Officiellement, l’équipe de France n’a déjà rencontré celle du Maroc que 5 fois, depuis 1988, avant de l’affronter en demi-finales de la Coupe du Monde au Qatar.
Mais c’est sans compter, d’une part, deux matches de France B, l’un en 1963 (2-1 pour le Maroc, à Casablanca), l’autre en 1966 (2-2 à Bordeaux –on trouvait chez les Bleus Jean Djorkaeff, le père de Youri, Roger Lemerre, le futur sélectionneur, et un international chevronné comme Yvon Douis, qui avait gagné la troisième place à la Coupe du Monde 1958 !), et surtout d’autre part, tous les matchs disputés au temps où le Maroc était un protectorat français.
L’exception Larbi Ben Barek s’étend à trois autres Marocains
Car il faut d’abord se rappeler que le Maroc a été un protectorat, de 1912 à 1956, et ensuite bien faire la différence entre le statut du Maroc et celui de l’Algérie avant leur indépendance. L’Algérie était un département français, on peut donc la considérer comme ayant été annexée de fait. Le Maroc, au contraire, conservait sa souveraineté…quoique sous tutelle française, dans le cadre d’un protectorat. Cela impliquait que les sujets marocains « autochtones » (comprendre, autres que les colons français …) ne disposaient pas de la nationalité française. Ce point a déjà été souligné, dans l’article consacré par Richard Coudrais à Larbi Ben Barek, indûment sélectionné par la France, puisque ne possédant pas de papiers français, comme l’exige la FIFA, mais seulement considéré comme « assimilé » par la FFF.
Le cas se reproduira d’ailleurs sans davantage faire sourciller la FIFA, pour les trois autres Marocains intégrés ultérieurement à l’équipe de France, à savoir Abdesselem Ben Mohammed (1 sélection en 1953) Mustapha Ben M’Barek (1 sélection en 1950) et Abderrahman Mahjoub (7 sélections de 1953 à 1955, le seul qui ait été par la suite international marocain après l’indépendance et l’affiliation du Maroc à la FIFA - 4 matchs en 1961 et 1962, il deviendra même sélectionneur du Maroc de 1964 à 1967).
Dans le cadre du protectorat, donc, le Maroc, dont la structuration du football avait été l’œuvre de colons français, s’était affilié à la FFF, constituant une de ses Ligues, comme celles d’Alger, Constantine et Oran en Algérie, et comme celle de Tunisie (autre protectorat).
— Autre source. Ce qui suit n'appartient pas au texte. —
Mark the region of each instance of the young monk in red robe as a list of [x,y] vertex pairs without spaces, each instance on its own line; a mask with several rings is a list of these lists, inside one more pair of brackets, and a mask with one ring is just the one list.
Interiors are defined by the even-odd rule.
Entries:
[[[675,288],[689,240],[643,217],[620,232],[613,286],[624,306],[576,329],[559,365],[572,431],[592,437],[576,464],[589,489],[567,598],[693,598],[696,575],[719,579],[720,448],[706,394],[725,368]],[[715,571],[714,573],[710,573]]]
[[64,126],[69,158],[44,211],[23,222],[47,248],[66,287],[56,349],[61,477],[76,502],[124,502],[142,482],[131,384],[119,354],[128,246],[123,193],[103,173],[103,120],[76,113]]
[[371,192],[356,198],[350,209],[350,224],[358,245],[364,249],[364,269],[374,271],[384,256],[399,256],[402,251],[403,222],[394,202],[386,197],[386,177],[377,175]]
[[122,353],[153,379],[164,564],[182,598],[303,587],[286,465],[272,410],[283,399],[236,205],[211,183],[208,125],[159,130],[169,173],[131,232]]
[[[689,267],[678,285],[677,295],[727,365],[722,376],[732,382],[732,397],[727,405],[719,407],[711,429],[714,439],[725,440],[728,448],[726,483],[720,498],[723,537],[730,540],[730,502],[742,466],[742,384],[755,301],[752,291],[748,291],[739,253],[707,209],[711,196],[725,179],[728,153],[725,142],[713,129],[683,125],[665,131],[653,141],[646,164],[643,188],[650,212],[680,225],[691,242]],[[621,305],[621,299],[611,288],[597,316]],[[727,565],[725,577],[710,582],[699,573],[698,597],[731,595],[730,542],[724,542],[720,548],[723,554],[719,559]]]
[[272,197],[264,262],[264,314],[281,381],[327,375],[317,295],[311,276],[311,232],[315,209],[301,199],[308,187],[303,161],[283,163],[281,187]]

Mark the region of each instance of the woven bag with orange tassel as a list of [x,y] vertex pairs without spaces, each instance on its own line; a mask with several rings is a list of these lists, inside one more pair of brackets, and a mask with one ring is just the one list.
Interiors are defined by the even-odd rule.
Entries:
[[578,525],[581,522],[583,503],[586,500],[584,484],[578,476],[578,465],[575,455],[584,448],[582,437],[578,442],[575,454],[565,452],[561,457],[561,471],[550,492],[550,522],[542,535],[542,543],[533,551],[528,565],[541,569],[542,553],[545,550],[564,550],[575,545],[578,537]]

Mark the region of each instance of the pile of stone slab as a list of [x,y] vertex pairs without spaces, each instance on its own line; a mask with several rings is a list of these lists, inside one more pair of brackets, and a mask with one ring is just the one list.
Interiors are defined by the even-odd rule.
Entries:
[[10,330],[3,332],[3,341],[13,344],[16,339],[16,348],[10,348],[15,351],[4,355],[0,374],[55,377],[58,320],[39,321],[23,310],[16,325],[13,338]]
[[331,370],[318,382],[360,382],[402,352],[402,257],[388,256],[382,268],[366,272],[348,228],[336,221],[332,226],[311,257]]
Il n’était donc pas affilié (ni affiliable) à la FIFA et ne pouvait rencontrer aucune sélection européenne, ni participer aux Jeux Olympiques ou à la Coupe du Monde.
Just Fontaine a joué pour le Maroc
Ce qui ne veut pas dire qu’il n’existait pas une sélection du Maroc : il en existait bien une, qui disputait chaque année des matchs contre celles d’Alger, Constantine, Oran, ou Tunis, depuis 1927. Mais cette sélection mixait des éléments français et des éléments marocains, exactement comme celles d’Algérie ou de Tunisie, du reste. On y vit apparaître de nombreux futurs internationaux comme Charbit, Janin, Mairesse, Zatelli et même un certain… Just Fontaine qui, par exemple, joua un Maroc-Alger en décembre 1952 (4-1).
La FFF avait coutume de déléguer son équipe B pour « tourner » en Afrique du Nord, territoire considéré comme un vivier, surtout par les clubs professionnels à partir des années 1930, et c’est ainsi, par exemple, que Larbi Ben Barek fut recruté par l’OM.
On dénombre donc 9 matchs France B –Maroc : en 1928 ( 1-2, pour le Maroc) 1931 ( 0-4 et 3-1) 1934 (2-1) 1937 (2-4), 1941 (1-1), 1948 (2-0) et 1952 (0-0 et 3-0).
Ce qui est intéressant à noter, c’est qu’au début, l’équipe marocaine ne comportait pas un seul joueur autochtone. Elle était ainsi formée, en 1928 : M Gonzalès- Garraux, Rouyer – Guglielmetti, Bru, Galindo – Ardagna, Charbit, Cano, Laporte, Bencivengo.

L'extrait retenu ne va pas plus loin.